Les façons d’exprimer le souci des autres, de leur bien-être dans les relations entre les proches se transforment sous l’effet de l’emprise culturelle du marché et d’une segmentation croissante des activités dites de services aux personnes. L’exemple des promeneurs de chiens, de plus en plus nombreux en secteur urbain, est de ce point de vue paradigmatique. Nous voulons des chiens pour profiter de leur tendresse et de leur chaleur, mais nous n’avons pas le temps de nous en occuper, de pourvoir à leurs besoins de mouvements, de grand air et de compagnie. Aussi nous payons des gens pour en prendre soin à notre place. Il en résulte que la relation que nous entretenons avec nos chiens à la fois se distend (ils sont moins proches de nous) et se concentre sur des jours ou des moments qui correspondent à notre bon plaisir.

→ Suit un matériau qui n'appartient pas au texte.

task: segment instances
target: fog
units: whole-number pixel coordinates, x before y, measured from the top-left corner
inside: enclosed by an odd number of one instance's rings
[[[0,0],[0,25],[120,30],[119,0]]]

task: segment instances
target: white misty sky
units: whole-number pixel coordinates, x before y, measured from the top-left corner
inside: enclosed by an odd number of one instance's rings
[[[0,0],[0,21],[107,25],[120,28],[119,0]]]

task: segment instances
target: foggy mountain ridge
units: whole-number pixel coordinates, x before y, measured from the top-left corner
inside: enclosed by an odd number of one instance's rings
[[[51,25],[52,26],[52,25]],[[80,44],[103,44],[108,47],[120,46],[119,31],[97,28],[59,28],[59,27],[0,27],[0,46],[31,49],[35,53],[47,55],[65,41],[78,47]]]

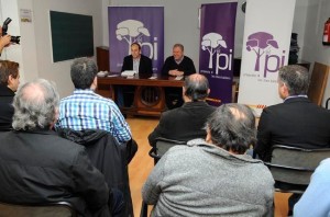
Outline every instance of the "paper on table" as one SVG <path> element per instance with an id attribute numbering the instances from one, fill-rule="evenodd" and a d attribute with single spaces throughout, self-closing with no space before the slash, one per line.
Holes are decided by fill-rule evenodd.
<path id="1" fill-rule="evenodd" d="M 183 78 L 183 76 L 177 76 L 174 80 L 182 80 Z"/>

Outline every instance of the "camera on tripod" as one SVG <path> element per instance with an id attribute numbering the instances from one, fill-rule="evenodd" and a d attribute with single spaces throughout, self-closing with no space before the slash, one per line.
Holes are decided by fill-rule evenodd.
<path id="1" fill-rule="evenodd" d="M 3 35 L 7 35 L 8 24 L 9 24 L 10 22 L 11 22 L 11 19 L 10 19 L 10 18 L 6 19 L 6 21 L 3 22 L 3 24 L 2 24 L 2 36 L 3 36 Z M 15 44 L 20 44 L 20 37 L 21 37 L 21 36 L 12 36 L 12 35 L 11 35 L 10 42 L 15 43 Z"/>

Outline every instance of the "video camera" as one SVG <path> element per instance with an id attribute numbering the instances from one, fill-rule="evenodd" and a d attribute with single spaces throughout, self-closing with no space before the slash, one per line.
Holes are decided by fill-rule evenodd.
<path id="1" fill-rule="evenodd" d="M 3 24 L 2 24 L 2 36 L 3 36 L 3 35 L 7 35 L 8 24 L 9 24 L 10 22 L 11 22 L 11 19 L 10 19 L 10 18 L 6 19 L 6 21 L 3 22 Z M 21 36 L 12 36 L 12 35 L 11 35 L 10 42 L 15 43 L 15 44 L 20 44 L 20 37 L 21 37 Z"/>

L’existence de ces animaux est ainsi régie en fonction de nos agendas, de nos désirs et de notre disponibilité ; ils sont maintenus « à notre service ».

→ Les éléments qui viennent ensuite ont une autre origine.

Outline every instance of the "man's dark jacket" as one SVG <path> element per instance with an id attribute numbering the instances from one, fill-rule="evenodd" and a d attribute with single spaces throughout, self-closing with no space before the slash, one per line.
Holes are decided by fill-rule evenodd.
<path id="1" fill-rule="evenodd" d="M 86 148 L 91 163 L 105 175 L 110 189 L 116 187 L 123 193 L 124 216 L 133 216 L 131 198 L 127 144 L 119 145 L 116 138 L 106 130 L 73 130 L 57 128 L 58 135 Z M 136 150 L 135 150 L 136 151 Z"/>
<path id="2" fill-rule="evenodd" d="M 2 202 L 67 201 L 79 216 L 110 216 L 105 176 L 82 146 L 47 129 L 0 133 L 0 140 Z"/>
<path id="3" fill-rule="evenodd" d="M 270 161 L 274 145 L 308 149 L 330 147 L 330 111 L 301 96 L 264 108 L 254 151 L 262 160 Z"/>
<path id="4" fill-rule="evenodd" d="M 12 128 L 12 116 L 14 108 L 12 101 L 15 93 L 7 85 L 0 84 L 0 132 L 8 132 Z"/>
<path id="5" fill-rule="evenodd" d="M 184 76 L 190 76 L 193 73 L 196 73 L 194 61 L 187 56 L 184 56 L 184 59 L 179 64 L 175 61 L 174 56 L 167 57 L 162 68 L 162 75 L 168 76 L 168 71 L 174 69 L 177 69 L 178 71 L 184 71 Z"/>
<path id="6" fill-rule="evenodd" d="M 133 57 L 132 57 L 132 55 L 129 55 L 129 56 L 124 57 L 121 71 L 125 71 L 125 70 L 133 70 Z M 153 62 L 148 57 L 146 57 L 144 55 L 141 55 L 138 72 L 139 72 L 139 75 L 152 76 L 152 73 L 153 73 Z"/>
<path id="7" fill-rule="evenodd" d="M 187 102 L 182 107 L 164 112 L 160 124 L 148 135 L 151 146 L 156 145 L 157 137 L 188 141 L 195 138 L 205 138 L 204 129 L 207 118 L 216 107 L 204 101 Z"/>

On peut remplacer « chien » par « enfant », comme le montre Arlie Hochschild à propos notamment de la sous-traitance à des animateurs professionnels des fêtes d’anniversaires, tandis que les consommateurs des pays riches peuvent aussi prépayer une gestation et un bébé tout fait à des femmes des pays pauvres. Nous utilisons l’expression « prépayé » parce que c’est ainsi qu’on appelle en Colombie les jeunes femmes (prepagos) qui, par exemple, financent leurs études en prévendant leurs services sexuels (on peut les appeler à toute heure sur un téléphone portable). Toutes ces pratiques sont en réalité banales ou banalisées dans nos sociétés et c’est seulement le fait de les énoncer ou de les rédiger par écrit qui leur donne cette apparence d’inquiétante étrangeté, « l’inquiétante étrangeté de l’ordinaire » (S. Laugier). Nous consommons des émotions et nos émotions sont consommées.

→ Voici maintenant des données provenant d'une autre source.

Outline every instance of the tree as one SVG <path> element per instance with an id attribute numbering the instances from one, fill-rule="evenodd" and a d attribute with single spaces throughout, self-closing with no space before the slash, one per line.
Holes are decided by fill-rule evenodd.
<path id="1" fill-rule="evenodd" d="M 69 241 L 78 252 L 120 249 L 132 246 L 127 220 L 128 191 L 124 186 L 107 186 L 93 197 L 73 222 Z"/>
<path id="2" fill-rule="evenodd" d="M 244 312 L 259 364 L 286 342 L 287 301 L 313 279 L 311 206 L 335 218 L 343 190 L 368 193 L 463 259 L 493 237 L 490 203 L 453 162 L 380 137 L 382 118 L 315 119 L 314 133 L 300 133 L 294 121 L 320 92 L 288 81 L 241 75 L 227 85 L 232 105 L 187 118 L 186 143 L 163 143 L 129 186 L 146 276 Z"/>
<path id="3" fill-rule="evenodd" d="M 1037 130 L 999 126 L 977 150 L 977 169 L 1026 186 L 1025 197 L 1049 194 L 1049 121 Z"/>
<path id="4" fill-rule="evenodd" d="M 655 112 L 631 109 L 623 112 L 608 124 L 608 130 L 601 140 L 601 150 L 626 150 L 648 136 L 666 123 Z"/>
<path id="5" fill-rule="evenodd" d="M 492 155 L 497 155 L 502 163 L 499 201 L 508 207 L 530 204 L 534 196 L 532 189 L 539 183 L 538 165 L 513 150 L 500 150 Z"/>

Le capitalisme émotionnel, dit Arlie Hochschild, nous entraîne dans une culture du détachement qui fait passer l’évanescence des relations et des affects pour le résultat d’un calcul rationnel de gains et de pertes. La culture du marché constitue un défi pour le développement d’une société du care, et pour la capacité de chacun à résister à la marchandisation, non par des formes d’individualisme associées à la séduction marchande, mais par la protection de l’individualité et l’attention véritable à autrui.
Au-delà de ce point de vue, ou pour l’argumenter, il est important de se demander quels types de relations nouvelles se nouent entre les gens qui délivrent du travail émotionnel et ceux qui en reçoivent, dans quelle mesure cela altère leur authenticité, en modifie les règles de sentiments, quel rôle joue l’argent dans ce type de relation, comment protéger le care de sa marchandisation : ce sont les questions abordées par la sociologie des émotions (Patricia Paperman). L’éthique du care nous permet une attention aux conditions de la circulation du care, entre création de citoyenneté par les liens de care (Tronto) et capitalisme des émotions (Hochschild). Le care permet ainsi d’affronter les limites éthiques et conceptuelles de la valorisation des affects. Il montre comment le souci des autres est inséparable du souci de soi.